His efforts at composition did not detract from his careful courtship. Maggie was delighted to listen to him, eager to read what he had writ. And explaining himself to Maggie helped him clarify his ideas. He was happy to instruct her when her comprehension faltered, but she understood a great deal. She came of a political family, after all. Her father had been a prominent Whig.
* * * *
"Johnny and Maggie are smelling of April and May," Elizabeth said.
"Is that bad?" Tom laid the letter he had been reading aside.
"I don't know. I hope they haven't come to a secret understanding. No, Johnny wouldn't be so lost to propr
iety." Elizabeth paced the carpet of their private drawing room. "At least Jean is biddable these days."
"Now that I do find suspicious."
"Oh, dear..." Elizabeth caught the twinkle in his eyes and plumped onto the sofa beside him. "Am I fuss-budgeting?"
"I think you're making yourself more anxious than you need to."
"Perhaps," Elizabeth said darkly. "Perhaps not.
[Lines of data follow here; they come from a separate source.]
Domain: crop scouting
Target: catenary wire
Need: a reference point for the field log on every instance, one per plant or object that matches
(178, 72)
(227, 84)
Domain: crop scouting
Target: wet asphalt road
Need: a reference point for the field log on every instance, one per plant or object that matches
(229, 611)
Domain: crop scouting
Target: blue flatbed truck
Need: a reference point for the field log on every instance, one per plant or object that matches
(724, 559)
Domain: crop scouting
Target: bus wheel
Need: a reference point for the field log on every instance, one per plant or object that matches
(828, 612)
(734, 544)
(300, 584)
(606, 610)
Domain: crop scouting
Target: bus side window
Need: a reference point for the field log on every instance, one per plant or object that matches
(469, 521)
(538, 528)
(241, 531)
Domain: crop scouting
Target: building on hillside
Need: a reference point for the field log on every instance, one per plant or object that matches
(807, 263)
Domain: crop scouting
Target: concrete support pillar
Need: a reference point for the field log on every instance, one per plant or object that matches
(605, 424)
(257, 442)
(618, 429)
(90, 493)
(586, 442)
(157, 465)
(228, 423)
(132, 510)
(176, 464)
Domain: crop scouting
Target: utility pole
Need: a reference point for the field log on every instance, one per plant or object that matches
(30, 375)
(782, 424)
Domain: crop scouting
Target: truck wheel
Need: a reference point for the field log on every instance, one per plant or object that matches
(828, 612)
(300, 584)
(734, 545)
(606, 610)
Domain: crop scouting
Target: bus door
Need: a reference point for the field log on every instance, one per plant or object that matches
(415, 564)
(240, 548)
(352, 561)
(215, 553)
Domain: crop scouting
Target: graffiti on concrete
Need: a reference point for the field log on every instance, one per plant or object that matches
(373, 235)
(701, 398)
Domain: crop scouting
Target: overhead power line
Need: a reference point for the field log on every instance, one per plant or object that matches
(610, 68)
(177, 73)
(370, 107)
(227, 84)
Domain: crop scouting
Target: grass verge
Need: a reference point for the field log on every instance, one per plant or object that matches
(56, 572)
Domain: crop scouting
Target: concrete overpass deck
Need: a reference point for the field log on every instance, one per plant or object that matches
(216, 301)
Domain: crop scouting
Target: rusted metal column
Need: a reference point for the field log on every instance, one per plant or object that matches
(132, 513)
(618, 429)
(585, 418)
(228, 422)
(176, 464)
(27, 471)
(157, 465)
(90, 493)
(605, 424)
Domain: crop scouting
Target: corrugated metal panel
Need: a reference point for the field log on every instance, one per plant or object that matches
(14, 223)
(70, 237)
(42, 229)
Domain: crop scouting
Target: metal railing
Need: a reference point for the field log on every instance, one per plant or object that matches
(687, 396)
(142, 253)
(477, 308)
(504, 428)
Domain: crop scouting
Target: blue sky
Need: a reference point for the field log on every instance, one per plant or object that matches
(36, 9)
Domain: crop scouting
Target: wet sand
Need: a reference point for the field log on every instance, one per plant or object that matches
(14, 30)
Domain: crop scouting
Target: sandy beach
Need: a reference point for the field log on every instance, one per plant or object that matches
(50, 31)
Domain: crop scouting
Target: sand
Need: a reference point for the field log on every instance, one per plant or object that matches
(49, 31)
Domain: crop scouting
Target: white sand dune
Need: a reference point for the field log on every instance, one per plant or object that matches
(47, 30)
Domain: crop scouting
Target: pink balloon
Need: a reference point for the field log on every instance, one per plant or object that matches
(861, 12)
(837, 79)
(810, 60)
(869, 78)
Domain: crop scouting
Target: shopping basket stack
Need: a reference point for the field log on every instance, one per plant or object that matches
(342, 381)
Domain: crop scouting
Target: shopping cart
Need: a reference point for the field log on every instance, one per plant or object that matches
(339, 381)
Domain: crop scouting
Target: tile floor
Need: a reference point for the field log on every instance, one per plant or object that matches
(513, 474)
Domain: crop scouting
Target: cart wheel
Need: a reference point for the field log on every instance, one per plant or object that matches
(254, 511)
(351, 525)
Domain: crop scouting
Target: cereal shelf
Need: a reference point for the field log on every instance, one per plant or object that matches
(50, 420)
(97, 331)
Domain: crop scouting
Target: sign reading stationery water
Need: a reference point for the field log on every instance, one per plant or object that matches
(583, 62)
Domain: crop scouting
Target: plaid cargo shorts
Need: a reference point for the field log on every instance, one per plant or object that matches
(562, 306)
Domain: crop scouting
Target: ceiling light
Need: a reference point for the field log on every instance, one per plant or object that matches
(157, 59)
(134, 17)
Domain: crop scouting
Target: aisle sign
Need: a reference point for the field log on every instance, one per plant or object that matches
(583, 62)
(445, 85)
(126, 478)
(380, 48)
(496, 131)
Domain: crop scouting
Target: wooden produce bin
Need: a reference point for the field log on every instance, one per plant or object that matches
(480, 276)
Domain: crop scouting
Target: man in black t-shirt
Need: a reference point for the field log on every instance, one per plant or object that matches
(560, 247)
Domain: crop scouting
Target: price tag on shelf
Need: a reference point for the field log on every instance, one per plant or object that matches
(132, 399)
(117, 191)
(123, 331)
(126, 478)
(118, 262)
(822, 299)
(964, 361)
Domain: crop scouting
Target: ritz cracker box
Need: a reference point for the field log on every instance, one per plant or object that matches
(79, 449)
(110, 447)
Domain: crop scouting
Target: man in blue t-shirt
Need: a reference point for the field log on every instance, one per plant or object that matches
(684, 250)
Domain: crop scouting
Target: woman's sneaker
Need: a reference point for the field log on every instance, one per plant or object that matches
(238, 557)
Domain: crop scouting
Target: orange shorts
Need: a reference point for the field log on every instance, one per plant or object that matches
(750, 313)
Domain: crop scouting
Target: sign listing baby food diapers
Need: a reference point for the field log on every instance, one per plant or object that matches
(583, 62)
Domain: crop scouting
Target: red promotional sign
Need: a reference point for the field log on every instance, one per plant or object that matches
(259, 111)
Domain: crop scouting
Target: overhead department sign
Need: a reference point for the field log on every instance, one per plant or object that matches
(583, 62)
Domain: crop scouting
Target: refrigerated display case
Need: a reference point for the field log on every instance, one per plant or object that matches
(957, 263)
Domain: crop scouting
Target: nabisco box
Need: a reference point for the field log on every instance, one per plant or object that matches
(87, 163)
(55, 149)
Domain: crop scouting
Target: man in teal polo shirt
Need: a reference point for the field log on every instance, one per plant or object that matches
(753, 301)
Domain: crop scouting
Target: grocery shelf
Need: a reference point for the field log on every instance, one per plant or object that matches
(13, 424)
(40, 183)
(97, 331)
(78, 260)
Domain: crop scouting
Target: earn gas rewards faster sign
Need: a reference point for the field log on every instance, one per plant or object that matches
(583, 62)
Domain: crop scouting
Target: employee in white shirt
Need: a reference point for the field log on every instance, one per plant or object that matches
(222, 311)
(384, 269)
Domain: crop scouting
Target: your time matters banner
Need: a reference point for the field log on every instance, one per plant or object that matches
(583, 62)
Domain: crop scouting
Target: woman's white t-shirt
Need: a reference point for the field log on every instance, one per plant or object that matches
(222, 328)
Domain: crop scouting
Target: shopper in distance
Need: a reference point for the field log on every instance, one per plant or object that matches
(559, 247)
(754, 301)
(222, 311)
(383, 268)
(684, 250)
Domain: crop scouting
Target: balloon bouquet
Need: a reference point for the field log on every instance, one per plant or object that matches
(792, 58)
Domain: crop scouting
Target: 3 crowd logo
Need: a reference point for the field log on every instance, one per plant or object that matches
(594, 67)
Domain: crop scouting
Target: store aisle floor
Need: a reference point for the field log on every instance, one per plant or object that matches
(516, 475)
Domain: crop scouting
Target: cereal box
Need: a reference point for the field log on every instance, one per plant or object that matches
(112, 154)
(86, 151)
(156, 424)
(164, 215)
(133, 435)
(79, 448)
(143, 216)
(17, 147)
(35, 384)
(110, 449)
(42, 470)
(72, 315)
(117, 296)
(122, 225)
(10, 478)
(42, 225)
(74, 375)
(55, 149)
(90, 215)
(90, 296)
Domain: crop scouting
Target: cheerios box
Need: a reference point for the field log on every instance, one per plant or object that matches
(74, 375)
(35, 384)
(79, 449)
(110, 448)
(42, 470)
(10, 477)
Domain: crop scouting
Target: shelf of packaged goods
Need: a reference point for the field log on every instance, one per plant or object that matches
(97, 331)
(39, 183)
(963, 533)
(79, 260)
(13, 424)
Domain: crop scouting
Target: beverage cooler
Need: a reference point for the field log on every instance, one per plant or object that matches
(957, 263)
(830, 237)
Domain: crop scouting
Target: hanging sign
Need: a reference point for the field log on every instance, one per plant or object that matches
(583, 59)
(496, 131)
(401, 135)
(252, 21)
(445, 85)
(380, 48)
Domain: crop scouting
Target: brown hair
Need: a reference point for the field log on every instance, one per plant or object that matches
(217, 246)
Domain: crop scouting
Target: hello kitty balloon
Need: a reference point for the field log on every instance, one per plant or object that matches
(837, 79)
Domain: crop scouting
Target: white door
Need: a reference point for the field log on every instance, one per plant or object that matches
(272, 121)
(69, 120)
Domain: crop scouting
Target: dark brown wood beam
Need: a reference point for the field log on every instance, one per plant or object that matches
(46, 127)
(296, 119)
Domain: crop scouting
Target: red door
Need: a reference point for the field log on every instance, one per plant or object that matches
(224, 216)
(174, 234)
I wish Owen in Timbuktu."
"I can send him to the Lothian house. Those books need to be catalogued, too."
"That's true, but he's making progress here."
"He's a good scholar with a genuine love of books," Tom said gently. "And his poetry has some merit."
"Hang his poetry. If you must be a patron of the arts," she grumbled, "take up painters. Or musicians. I know a worthy violinist."
"Bald and sixty?"
"Fat and forty with a wife and seven hopeful children."
"I'll leave the musicians to you. The truth is," he added ruefully, "I feel I should follow your father's example but I haven't his education. That exhibit we saw last autumn..."
"The historical painters?"
He nodded. "I remember one battle scene. Wolfe on the Heights of Abraham, I think it was. I stared at it and kept telling myself it was great art, but all the while I was seeing little puffballs of smoke issuing from misplaced cannons and thinking that the company in the middle distance would be chewed up in the first barrage."
Elizabeth laughed. "But you admired that sea battle of Mr. Turner's."
"It was very like. I felt the mal de mer coming on."
"You don't have to do everything Papa did, Tom."
"God forbid, but if men of wealth don't use their wealth to some purpose, what good is it?"
"Patronise the sciences, then."
"You can't want another telescope!"
Elizabeth acknowledged the hit. She was amused and rather touched by Tom's confession. She had grown up in a milieu of wealth and took its benefits for granted most of the time. She knew Tom did not. Though she honoured his sense of duty, she couldn't help reflecting that her father had not made his position such a chore. Certainly he had enjoyed his political duties more than Tom did.